他松开钳制她的手,转而用双手捧住她的脸,拇指轻轻摩挲着她的脸颊,动作温柔,眼神却让人不寒而栗。
“那我要姐姐身上的毛发。”他宣布道,语气里有种孩童般得到许可的雀跃,又带着一种巫术般的郑重:
“我要拿到神明那儿去做法。”
“用姐姐的毛发,和我的毛发,还有我们俩的血,请最有法力的喇嘛念经,把我们的魂灵绑在一起,绑得死死的。”
他俯身,嘴唇贴着她的耳朵,气息灼热:
“绑在一起,今生今世,生生世世,你都再也离不开我,我也离不开你。”
“你去哪里,我都能感觉到。”
“这样,就再也没有别人能把你带走了。

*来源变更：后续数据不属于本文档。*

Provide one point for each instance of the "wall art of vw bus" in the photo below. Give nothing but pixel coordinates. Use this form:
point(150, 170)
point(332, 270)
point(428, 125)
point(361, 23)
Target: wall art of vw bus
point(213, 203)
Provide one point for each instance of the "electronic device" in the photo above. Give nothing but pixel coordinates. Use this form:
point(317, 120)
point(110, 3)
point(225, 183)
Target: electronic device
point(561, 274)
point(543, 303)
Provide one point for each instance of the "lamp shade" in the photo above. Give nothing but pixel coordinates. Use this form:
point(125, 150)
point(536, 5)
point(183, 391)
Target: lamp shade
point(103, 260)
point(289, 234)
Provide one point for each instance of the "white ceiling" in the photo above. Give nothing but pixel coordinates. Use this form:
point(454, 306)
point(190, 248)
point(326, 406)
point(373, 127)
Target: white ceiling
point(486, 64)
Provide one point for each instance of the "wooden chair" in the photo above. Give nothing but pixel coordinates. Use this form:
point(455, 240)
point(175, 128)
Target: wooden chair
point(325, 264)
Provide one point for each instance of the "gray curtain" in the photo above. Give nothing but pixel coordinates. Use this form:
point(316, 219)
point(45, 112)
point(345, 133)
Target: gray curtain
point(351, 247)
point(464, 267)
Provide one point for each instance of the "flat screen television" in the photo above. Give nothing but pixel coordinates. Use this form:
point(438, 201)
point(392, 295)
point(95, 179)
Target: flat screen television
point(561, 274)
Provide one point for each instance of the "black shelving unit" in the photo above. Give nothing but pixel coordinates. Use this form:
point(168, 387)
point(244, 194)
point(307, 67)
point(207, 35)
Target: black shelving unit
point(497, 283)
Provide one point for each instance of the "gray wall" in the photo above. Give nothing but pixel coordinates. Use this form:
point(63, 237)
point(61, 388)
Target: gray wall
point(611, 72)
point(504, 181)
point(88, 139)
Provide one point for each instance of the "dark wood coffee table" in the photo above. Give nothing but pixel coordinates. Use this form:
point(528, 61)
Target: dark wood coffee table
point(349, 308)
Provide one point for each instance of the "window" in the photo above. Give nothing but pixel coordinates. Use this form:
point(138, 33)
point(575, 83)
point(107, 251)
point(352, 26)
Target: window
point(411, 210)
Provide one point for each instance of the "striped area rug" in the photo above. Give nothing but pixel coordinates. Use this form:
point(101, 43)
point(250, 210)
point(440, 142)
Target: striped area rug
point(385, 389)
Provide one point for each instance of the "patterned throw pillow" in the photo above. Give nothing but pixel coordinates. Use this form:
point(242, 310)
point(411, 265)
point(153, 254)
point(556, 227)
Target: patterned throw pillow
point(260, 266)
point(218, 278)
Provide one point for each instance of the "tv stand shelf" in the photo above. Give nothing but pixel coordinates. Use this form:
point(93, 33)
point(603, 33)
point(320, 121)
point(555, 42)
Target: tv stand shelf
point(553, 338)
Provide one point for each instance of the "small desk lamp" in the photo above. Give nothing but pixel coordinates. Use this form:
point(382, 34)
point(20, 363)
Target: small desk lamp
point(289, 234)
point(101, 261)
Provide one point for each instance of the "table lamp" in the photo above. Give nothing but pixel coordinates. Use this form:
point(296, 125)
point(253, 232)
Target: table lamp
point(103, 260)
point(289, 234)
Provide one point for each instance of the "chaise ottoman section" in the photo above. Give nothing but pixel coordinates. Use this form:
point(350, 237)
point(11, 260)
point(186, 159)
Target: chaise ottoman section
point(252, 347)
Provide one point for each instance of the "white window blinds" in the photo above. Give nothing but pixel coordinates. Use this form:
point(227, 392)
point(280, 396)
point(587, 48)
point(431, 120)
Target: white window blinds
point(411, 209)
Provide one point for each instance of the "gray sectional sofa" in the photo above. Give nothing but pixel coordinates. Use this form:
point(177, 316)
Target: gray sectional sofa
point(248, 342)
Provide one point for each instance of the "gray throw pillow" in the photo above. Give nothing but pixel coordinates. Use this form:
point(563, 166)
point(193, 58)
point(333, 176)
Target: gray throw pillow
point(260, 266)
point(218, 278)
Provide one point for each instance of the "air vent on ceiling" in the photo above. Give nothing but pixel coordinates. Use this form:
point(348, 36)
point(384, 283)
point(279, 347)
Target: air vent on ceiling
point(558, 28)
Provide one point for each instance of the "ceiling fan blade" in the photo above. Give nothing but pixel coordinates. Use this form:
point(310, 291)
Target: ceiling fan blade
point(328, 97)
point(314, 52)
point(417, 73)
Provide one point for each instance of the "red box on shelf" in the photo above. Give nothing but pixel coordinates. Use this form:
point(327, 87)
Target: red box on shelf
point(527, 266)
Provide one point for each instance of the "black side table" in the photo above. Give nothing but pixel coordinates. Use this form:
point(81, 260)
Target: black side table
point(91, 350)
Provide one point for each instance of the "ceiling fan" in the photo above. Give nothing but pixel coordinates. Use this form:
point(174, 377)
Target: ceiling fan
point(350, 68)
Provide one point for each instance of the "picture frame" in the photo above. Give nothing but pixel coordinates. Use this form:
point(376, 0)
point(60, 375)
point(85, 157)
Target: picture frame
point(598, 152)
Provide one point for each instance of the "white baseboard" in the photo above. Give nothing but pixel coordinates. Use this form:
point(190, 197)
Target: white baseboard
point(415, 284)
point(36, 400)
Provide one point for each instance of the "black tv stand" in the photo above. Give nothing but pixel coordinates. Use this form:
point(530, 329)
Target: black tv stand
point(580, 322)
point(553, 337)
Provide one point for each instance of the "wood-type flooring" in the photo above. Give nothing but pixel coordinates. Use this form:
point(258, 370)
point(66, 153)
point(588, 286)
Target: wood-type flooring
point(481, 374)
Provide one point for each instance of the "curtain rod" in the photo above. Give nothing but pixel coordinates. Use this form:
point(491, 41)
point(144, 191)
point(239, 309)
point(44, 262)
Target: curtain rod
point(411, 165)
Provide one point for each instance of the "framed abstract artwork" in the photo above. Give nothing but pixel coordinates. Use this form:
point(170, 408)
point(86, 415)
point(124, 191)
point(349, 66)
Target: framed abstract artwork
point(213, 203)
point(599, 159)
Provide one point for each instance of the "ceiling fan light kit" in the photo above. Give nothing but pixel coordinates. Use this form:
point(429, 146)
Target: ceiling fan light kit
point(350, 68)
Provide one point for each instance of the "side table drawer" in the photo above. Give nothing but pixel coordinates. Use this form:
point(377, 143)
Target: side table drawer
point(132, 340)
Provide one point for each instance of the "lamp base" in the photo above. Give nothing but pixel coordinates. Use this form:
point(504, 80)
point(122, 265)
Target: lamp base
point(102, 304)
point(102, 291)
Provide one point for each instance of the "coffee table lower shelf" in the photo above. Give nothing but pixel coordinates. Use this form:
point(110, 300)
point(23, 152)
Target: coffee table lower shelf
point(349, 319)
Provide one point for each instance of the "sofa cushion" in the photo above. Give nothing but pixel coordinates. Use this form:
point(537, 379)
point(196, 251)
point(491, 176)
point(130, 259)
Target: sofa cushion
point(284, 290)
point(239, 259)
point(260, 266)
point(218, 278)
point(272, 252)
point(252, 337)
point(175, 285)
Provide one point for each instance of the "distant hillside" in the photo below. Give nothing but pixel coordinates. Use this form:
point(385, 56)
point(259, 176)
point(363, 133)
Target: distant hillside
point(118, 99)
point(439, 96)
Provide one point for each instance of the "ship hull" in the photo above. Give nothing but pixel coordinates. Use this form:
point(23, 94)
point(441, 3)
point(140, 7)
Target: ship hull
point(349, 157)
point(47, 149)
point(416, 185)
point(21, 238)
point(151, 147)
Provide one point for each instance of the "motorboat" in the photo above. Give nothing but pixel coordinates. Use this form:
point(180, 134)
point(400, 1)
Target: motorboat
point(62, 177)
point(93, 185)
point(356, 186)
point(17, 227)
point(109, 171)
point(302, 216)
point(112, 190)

”
顾曼桢身体僵硬。
她是彻头彻尾的唯物主义者,从不信这些神神鬼鬼。
贡布的话在她听来,更像是一种原始部落的迷信仪式,荒诞而愚昧。
只要能救王献词脱身,陪他演这场戏,剪点头发,又算得了什么?
“好。”她几乎没有犹豫,“你去找剪刀吧,我给你剪一缕头发。”
贡布却笑了,那笑容纯净又诡异。
他摇摇头,手指沿着她的颈侧滑下,划过锁骨,最终隔着薄薄的衬衫衣料,停留在她小腹下方。